More than a decade later, the worker didn’t remember who the movers were or where they took the statue.
That seems to be the last time the statue was seen in Texarkana.
Calls to current and former officials with the chamber and the Texarkana Regional Arts and Humanities Council—the agencies jointly responsible for the statue—yielded no clues to its whereabouts.
Gone, not forgotten
That doesn’t mean the statue has been forgotten.
Toth’s Trail of the Whispering Giants, which includes statues in Little Rock and Broken Bow, Okla., has become something of a cult phenomenon. Enthusiasts follow the trail, checking locations off a checklist as they go.
The Texarkana piece is on many older lists, and visitors arrive expecting to see the statue. A manila folder containing a photograph of the statue, a 1990 letter from Daniels announcing its removal and a Texarkana Gazette clipping detailing its plight is as close as they come.
The visitor traffic has slowed over the years, but there is still a steady trickle.
“We do occasionally still have people come in and want to know, ‘Where’s the big Indian?’” said Linda Vaughn, a supervisor at the travel information center. “That’s what they call it, the big Indian.”
It left an impression on those who saw it.
“It was awesome,” Daniels recalled, even as the elements took their toll.
It might have been saved had it been moved inside or protected from the weather early on, but by the time it was moved, the damage was deeper than the cracked and weather-beaten face.
“It just stopped the weathering process,” Shoptaw said about the move. “It was already pretty rotten in the center. It caught a lot of weather standing out in the open like it did. Probably, had it been in a drier climate with less humidity than we have in Arkansas and Texas, the life of it would have been longer.”
‘Something magnificent’
Toth has settled down somewhat since his days traversing the country in a modified Dodge van, pausing to carve his statues. He spends most of his time in Florida, where he has a studio and two college-age daughters.
He has also moved on from his most well-known project. His most recent statue, number 73, is an effigy of St. Olaf, a medieval Hungarian king, that stands on the banks of the Danube River.

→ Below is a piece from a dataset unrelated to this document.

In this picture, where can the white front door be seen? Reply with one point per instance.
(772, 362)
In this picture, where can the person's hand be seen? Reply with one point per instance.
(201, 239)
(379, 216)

No. 74 will be along the Ganges River in India, near where Mother Teresa tended slum dwellers. Toth also has plans for sculptures in Jeruselem and at the site of Auschwitz concentration camp in Poland.
Most on his mind at the moment is a tribute to contemporary tragedies. He’s creating a 50-foot depiction of a phoenix rising from the proverbial ash of New Orleans after Hurricane Katrina and the Gulf oil spill.
The project is stalled for lack of support from city leaders.
Toth hasn’t completely forsaken his old work. He still revisits his monuments on request to give them a facelift, as he did in September in Broken Bow. He would have done the same for Texarkana, save for one thing: “They didn’t ask.”
It’s a bit late for renovations now, but hope isn’t lost for those waiting for the day when a 30-foot tall wooden American Indian head once again graces Texarkana.
“If there’s someone really interested, absolutely,” Toth said. “I would love to make something magnificent and wonderful and more durable.”
That said, it wouldn’t be a small commitment. Toth donates his time and the statues, but he asks that people kick in a couple of thousand dollars to help offset travel costs.
He would also need a tree, and not just any would do. Citizens would have to petition Sequoia National Park for a felled hardwood, which the park has done once for Toth, but only begrudgingly.
When you ask him to come down, just don’t call him “that totem pole guy.” It’s a name he’s bristled at throughout his career, and it’s based on a fundamental misunderstanding of his work, he said.
His canvas is broader.
“I have a gift,” he said. “God gave me a gift, and this is my mission in life—to chronicle the epic struggle of all man facing the pain of injustice, tyranny and all that.”